Blanshan’s PixelMath Star Reduction
The following is a comparison of methods one and two of Bill Blanshan’s Star Reduction techniques; compare these two results to the first and note the significant differences.
Method 1
This is called the transfer method of reducing stars. The method reduces the exposure of the star image and merges that with the starless image to generate the final result. This is a comparison of the before and after zoomed-in 3-D plots:
You’ll find that the larger stars do indeed become smaller at their base and they do not lose intensity. The effect is most noticeable on the smallest stars which get reduced a lot; some barely rise above the noise threshold (left side of the 3-D plot). While this effect reduces the stars overall, it does so with the loss of the smallest stars, and depending on how you plan to present your image, this effect could be significant.
Method 2
This method is referred to as the halo method because it reduces the stars’ halo. Swipe over the 3-D plot t view the differences:
The process reduces the stars’ bases while preserving intensity for the brightest stars. The smaller stars also get reduced and change in color and this effect could be significant, depending on how you intend to present your image.
Comparing Results
Based on these results, it’s clear that method #3 is the best overall choice. This technique does a great job of preserving the smallest stars in your image while also reducing the size of the larger stars, which helps your image maintain its level of detail. It’s worth noting that the differences between the different methods can be quite significant, particularly if you plan to present your image in a large format or at full resolution. Overall, method #3 is the best option for preserving the finer details in your astrophotography image.

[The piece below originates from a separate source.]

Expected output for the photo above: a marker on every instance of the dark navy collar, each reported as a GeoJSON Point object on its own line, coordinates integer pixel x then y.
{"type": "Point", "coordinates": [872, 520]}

Acquiring Blanshan’s PixelMath Expressions
Blanshan made his PixelMath expressions into a set of process icons for you to download; you can download them from his YouTube channel, where there’s a link to his Google Drive, and I have made the file available at the link below:
Download Bill Blanshan’s PixelMath Expressions
Using the PixelMath Expressions
You’ll find four PixelMath expressions in the file that you downloaded:
- CloneForStarless
- Star Reduction Method 1
- Star Reduction Method 2
- Star Reduction Method 3
Use the following directions to use the expressions:
- Merge the process icons with those in PixInsight your workspace.
- Use StarNet, StarNet V2, StarXTerminator or another process to produce a starless version of your image. When you finish, you should have the original and starless images available on your PixInsight desktop.
- Drag the CloneForStarless PixelMath expression to your starless image (this just clones your image and names it ‘Starless’ and makes it easier to work with each of the three methods).
- Drag one of the Methods to your original image to execute it.
You can compare the effects of the different methods by cloning your original image and using each method on your images.
YouTube Video
You can learn about all of the details of the PixelMath expressions in the following YouTube video; however, note that I have covered the highlights in this article.
Conclusion
In this article, you learned about star reduction, and the effect it has on your overall image, you learned about Bill Blanshan’s PixelMath Expressions, learned how to acquire and use them, and learned which of the approaches is best for your images.